Pour bien comprendre la signification de cette
dynamique et son importance, expliquons-là.
g) La rigueur du jugement dans la Création.
Les Middrashim expliquent que D.ieu a d'abord eu l'intention
de réaliser la création sous l'égide interne
du "dine" (la rigueur du jugement) , afin que le monde
reste centré dans le respect de l'ordre bénéfique
voulu par le maître (concept de "crainte de D.ieu") mais
Il comprit que le monde ne pourrait pas subsister ainsi
: l'homme fauterait et l'univers serait brisé ; si, autre
hypothèse , Il créait le monde uniquement
sur la bonté et l'amour, cette facilitation de toutes
permissions conduirait encore plus rapidement à l'auto-destruction.
h) Ra'hamim ou la bonté à
l'intérieur du jugement.
Tout le Zohar est la description et l'exploitation pédagogique
et conceptuelle du choix fait par D.ieu : maintenir la rigueur
du jugement mais le subvertir de l'intérieur ("lifnim
mi-chourate haddine" ) par une forme particulière
de bonté qu'est la miséricorde. Les textes parlent
explicitement de la solution trouvée par D.ieu : un "compromis"

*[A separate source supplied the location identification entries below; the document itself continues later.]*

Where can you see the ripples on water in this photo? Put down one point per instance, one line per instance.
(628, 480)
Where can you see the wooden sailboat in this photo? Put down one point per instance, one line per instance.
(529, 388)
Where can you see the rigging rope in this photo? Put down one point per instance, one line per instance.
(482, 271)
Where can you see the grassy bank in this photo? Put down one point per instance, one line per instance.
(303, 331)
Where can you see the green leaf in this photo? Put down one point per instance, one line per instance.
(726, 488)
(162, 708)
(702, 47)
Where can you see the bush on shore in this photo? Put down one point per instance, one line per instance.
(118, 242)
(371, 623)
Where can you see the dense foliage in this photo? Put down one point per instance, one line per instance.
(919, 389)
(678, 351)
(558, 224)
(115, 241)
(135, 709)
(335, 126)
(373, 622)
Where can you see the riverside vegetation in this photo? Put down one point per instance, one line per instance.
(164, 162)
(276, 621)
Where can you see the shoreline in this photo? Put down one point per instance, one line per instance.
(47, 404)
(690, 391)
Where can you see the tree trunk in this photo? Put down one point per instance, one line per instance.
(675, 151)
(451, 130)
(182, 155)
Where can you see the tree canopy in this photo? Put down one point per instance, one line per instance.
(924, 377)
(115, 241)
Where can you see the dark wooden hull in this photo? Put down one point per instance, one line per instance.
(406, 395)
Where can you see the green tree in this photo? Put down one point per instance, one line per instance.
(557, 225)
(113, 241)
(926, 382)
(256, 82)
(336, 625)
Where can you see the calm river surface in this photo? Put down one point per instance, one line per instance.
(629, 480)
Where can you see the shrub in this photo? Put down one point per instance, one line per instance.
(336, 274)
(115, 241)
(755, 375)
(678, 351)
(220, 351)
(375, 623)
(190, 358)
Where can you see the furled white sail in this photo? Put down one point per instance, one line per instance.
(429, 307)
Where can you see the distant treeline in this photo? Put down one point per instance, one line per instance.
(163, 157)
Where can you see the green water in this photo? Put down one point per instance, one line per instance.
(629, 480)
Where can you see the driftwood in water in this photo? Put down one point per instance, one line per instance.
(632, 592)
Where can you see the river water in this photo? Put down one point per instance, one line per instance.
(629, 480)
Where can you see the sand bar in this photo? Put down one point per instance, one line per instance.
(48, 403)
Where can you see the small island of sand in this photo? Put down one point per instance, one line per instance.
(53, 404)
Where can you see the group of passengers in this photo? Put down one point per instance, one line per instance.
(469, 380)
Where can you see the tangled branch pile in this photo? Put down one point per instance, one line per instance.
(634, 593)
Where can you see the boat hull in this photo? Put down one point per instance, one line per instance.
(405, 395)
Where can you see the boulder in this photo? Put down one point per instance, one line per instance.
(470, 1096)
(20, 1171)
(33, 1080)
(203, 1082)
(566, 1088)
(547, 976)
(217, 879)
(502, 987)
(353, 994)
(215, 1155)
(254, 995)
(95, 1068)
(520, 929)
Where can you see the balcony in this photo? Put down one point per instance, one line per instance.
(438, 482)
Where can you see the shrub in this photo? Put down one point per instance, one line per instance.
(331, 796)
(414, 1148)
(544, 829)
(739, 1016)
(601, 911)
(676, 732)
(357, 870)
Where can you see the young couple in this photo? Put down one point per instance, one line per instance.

(bitsoua) à l'intérieur du jugement . Ensuite,
ils montrent abondamment comment les Sages ont appliqué
eux-mêmes cette démarche dans les conflits humains
qui nécessitent un jugement mais qui doit être
pédagogique et non destructeur.
L'exemple, habituellement le plus mal compris car les
hommes sont tellement aveugles à la compréhension
d'une telle solution, est celui de ce que j'appellerai le "pseudo-sacrifice"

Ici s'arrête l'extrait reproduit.